A bot that lives in Azure Functions and tweets all dev.to VueJS articles

twitter-vue-dev

Logo

A bot that lives in Azure Functions and tweets all dev.to VueJS articles. Find it @TheVueDev.

dev.to article explaining how this was created.

This same code can be used to create a Twitter bot that tweets new articles from any valid dev.to tag.

Deployment

Follow these instructions to create your own Twitter bot that tweets dev.to articles for the tag of your choice. It will probably cost you a few cents a month in Azure Storage fees.

Setup Twitter account

  1. Go to twitter.com and make a Twitter account for your bot.

  2. While signed into your bot's Twitter account, go to developer.twitter.com, click "Apply", and then follow the prompts to apply for a developer account.

    • When asked to "Select a user profile to associate", ensure your bot's account is selected.
    • Fill in the requested information about what your developer account will be used for, accept the terms and…

Discussion

pic
Editor guide
 

Nice!

CC: @peter @michaeltharrington

As we expand our Twitter distribution we could definitely make use of some of this automation and community involvement would be pretty great. Just getting this on your radar.

 

Should probably point out that this implementation is quite fragile - if dev.to at some stage added an API interface it would make this sort of thing much more robust than the current scraping solution😉

 

Duly noted. We have some endpoints

dev.to/api/articles?tag=vue

But they’re pretty scattered. We’ll have more order to the madness in the near future.

 

Loved it. Awesome article. I’ve used puppeteer for automations like this before but it’s usually an overkill. I’ll try to replicate this by building a bot for React :) Thank you for the article.

 

Thanks for the kind words; all the best with your bot!

 

Bot up and running on azure as well. The twitter profile is twitter.com/TheReactDev. I'll wrap it up tomorrow and put the code on GitHub. This stuff is fun!

One thing to note is that checking the extended_url didn't worked for me. Sometimes the twitter api handles me a twitter.com link instead of a dev.to link. Any ideas on why?

Do you mean the expanded_url in tweet.entities.urls? I didn't have this problem 🤔. If you get stuck feel free to put your code on GitHub and I'm happy to take a look!

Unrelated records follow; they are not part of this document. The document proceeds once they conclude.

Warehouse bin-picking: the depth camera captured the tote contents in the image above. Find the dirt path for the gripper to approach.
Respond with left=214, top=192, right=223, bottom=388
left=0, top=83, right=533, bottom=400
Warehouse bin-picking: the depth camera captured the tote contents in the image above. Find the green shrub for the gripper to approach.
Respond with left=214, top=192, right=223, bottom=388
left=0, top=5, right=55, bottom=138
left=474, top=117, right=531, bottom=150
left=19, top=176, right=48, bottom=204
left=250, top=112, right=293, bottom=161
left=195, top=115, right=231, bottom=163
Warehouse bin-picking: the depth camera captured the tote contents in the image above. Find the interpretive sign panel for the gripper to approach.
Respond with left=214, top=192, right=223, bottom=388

@frontendwizard Just saw your React bot - it looks great! Especially like how you turned the dev.to tags into Twitter hashtags. Great work.

Thanks. Yeah, I mean the tweet.entities.urls. For some posts it does not return the dev.to url but instead returns a twitter.com link to the own link. I ended up fetching the tweets on extended mode and checking the title + author on the full_text. Not great but, it works.

I found the problem. You have to ask for the tweets with tweet_mode: "extended" on the statuses/user_timeline endpoint, otherwise you don't always get the posted url. Might be a quirk of the twitter API, I'm not sure about it. Was writing about this when I finally understood the behavior. That's why writing about what you're doing is so important! 😄

 

Thank you for this!

 

I was surprised to seeing this. idea is awesome

 

Great job not just on the idea, but bringing it to life! Proof its working:

 

An RSS feed! An RSS feed! My kingdom for an RSS feed!